Bertil Scali fait sa chanson du calvaire - Le Midi Libre - 15 août 2009
Ce descendant des Fenaille dédicaçait hier son livre, "Un Jour comme un autre". S'en rend-il seulement compte ? Quand il parle, Bertil Scali joue avec les mots, avec leurs sons. « Quand on souffre, on s'ouvre ». La famille ? « C'est précieux, c'est une pression ». Il a toujours navigué entre ces mots, petit quand il habitait près de l'hôtel de Serge Gainsbourg, ce parolier exceptionnel, à peine plus grand, à 16 ans, où il proposa au culot un article au Monde, qui l'a repris en première page. Il est devenu après journaliste, puis éditeur. Ses Quarante Glorieuses, en somme.
Mais voilà, sa crise de la quarantaine, se mêlant à la crise mondiale, fut aigre. Largué par sa femme, ruiné par la faillite de sa maison d'édition en septembre 2008 : « J'ai perdu deux univers d'un coup ». Il en a créé un nouveau en écrivant son premier livre, nerveux et incertain, comme une lettre écrite une nuit d'humeur brumeuse. Une lettre d'amour, en réalité, pour sa femme. Un objet bizarre, une fiction, une autobiographie, « un roman », finit-il par trancher. « On ne peut jamais être simple, explique-t-il. On subit un ensemble de choses, disparitions, séparations, traumatismes... On a un ensemble d'idéaux, on ne sait pas quoi choisir : on se perd là-dedans. Il faut accepter sa complexité. » Il accepte aujourd'hui la sienne, visiblement lui-même surpris, et reprend le contrôle, notamment par le travail.

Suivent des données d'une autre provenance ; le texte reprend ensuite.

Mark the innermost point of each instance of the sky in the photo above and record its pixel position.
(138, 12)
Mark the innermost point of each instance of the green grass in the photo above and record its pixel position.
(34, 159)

Historiquement Aveyronnais, il a des phrases simples pour dire qu'il est bien ici, là où il est venu quand tout s'est effondré d'un coup. Hier il signait son livre à Rodez. Demain... Rien n'est exclu. Journaliste ? Ecrivain ? On verra : « Avec ce livre, j'ai réalisé que j'aimais écrire ». On le retrouvera sûrement au détour d'un mot.